Wednesday, October 9, 2013

Review: Perfect Ruin

"Would the people of the ground think Interment is a paradise, or a punishment?"

Perfect Ruin (Internment Chronicles #1)
Lauren DeStefano
356 pages
Summary Link

Rating: 7

WHAT I EXPECTED:

I liked Wither, DeStefano's first book, though I didn't love it. I thought her second book was much stronger, but I wasn't invested enough in the characters to finish the trilogy. I wasn't especially excited about this new book, particularly because the blurb feels so generic- girl in dystopic society, tries to live quietly in her planned out life, meets dangerous new boy, predictable drama ensues. I expected a CW teen drama TV show. I've been sick all weekend though, and bored with my other reading options, so I decided to give it a whirl.

WHAT I GOT:

It's rare that a blurb makes a story look worse, but this one did. Against all my assumptions, Perfect Ruin is a jewel of a book.

Everything written in the summary is technically correct. Morgan Stockhour is indeed a teenage girl living in the floating sky-city of Internment. Her life there is generally calm and pleasant, with her best friend and her betrothed, but Morgan can't quite let go of thoughts of what must lie on the forbidden ground far below. Then a murder rocks the city, Morgan meets the boy who stands accused, and is drawn further into the secrets of the city.

I was pleasantly surprised when DeStefano avoided the cliches I assumed were coming, particularly the oh-so-obvious love triangle. Instead of taking a bite out of that poisoned apple, she decides to build believable characters with multifaceted relationships. The people don't feel like macguffins there to move the story forward or add romantic drama, they feel like people with histories whose decisions are motivated by their pasts and personalities (you know, like real people). Plus, I felt an inexplicable love for the bizarre-yet-wonderful duo of characters appear in the final quarter.

(I speak, of course, of the Prince and Princess. Maybe it's because I just watched a bunch of The Legend of Korra, but I could not help constantly imagining them as Desna and Eska, despite their objectively being nothing alike. On the other hand, they are both kind of insane, have a weird conversational style, and always hang out together...perhaps a preppy version of them?

You will take me to your rebel machine.
Anyway...)

The exceptions to this are an antagonist whose act of villainy happens too abruptly, and a "dystopia" reveal that happened too unexpectedly (before, I would have categorized this as utopic). They could have been worked out better, and frankly, Internment didn't really need to get dystopic. It's already an island you can't leave, and social/religious mores mean you can't even talk about leaving.

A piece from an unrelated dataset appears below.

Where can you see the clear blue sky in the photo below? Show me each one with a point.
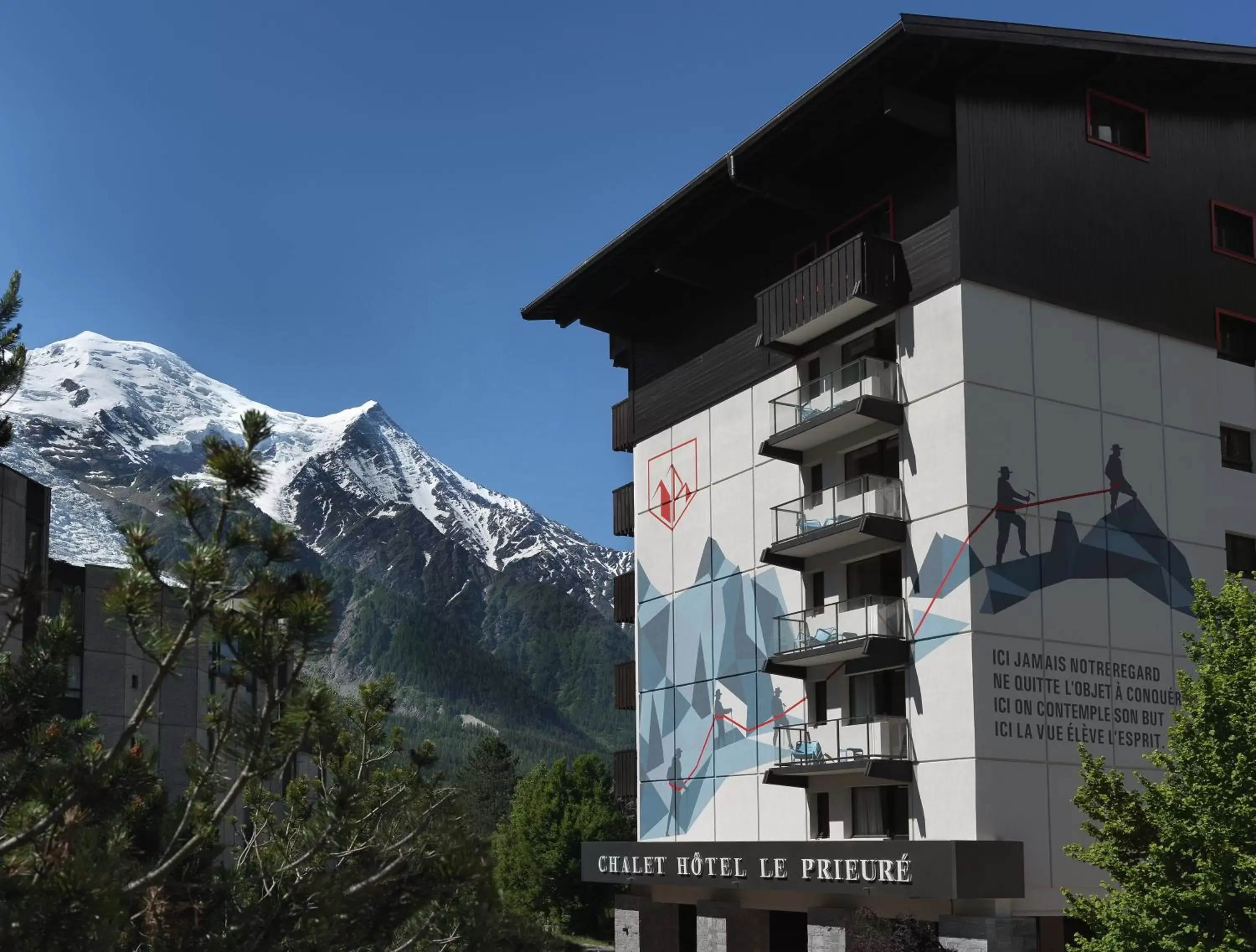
(328, 203)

That's sufficiently negative without sacrificing subtlety and nuance. We didn't need to be beaten over the head with a literal government conspiracy forcing us to agree that one side is The Bad One.

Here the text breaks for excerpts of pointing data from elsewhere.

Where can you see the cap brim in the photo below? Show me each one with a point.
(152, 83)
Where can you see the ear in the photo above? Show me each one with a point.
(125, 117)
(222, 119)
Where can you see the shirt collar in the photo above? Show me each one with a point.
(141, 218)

The true strength of Perfect Ruin, though, is in its prose. It reminded me a lot of Lauren Oliver's Delirium, another story carried by the beauty of its writing. Like in Delirium, DeStefano succeeds in making you feel the emotions of the main character. Morgan is haunted by the fear that their world might be too small, that she'll one day go mad like her brother and try to jump. She's worried that it's never going to be enough. DeStefano also deftly interweaves the story with the religious beliefs of Internment's inhabitants, how they pray to the God of the Sky to keep them safe and tell stories about figures like Micah and his Boat of Stars. There are words here that go right into your heart; I kept using the highlight feature on my kindle.

It's altogether possible that it's too similar to Delirium- Morgan talking about the edge and her brother could have been Lena talking about love and her mother- but I didn't mind.  The writing is simple and moving and lovely, and it elevates the whole book above most others in the same genre.

Thus, unexpectedly, I'm now upset that I'll have to wait for the next book in the series. Yet another thing to add to my release date calendar.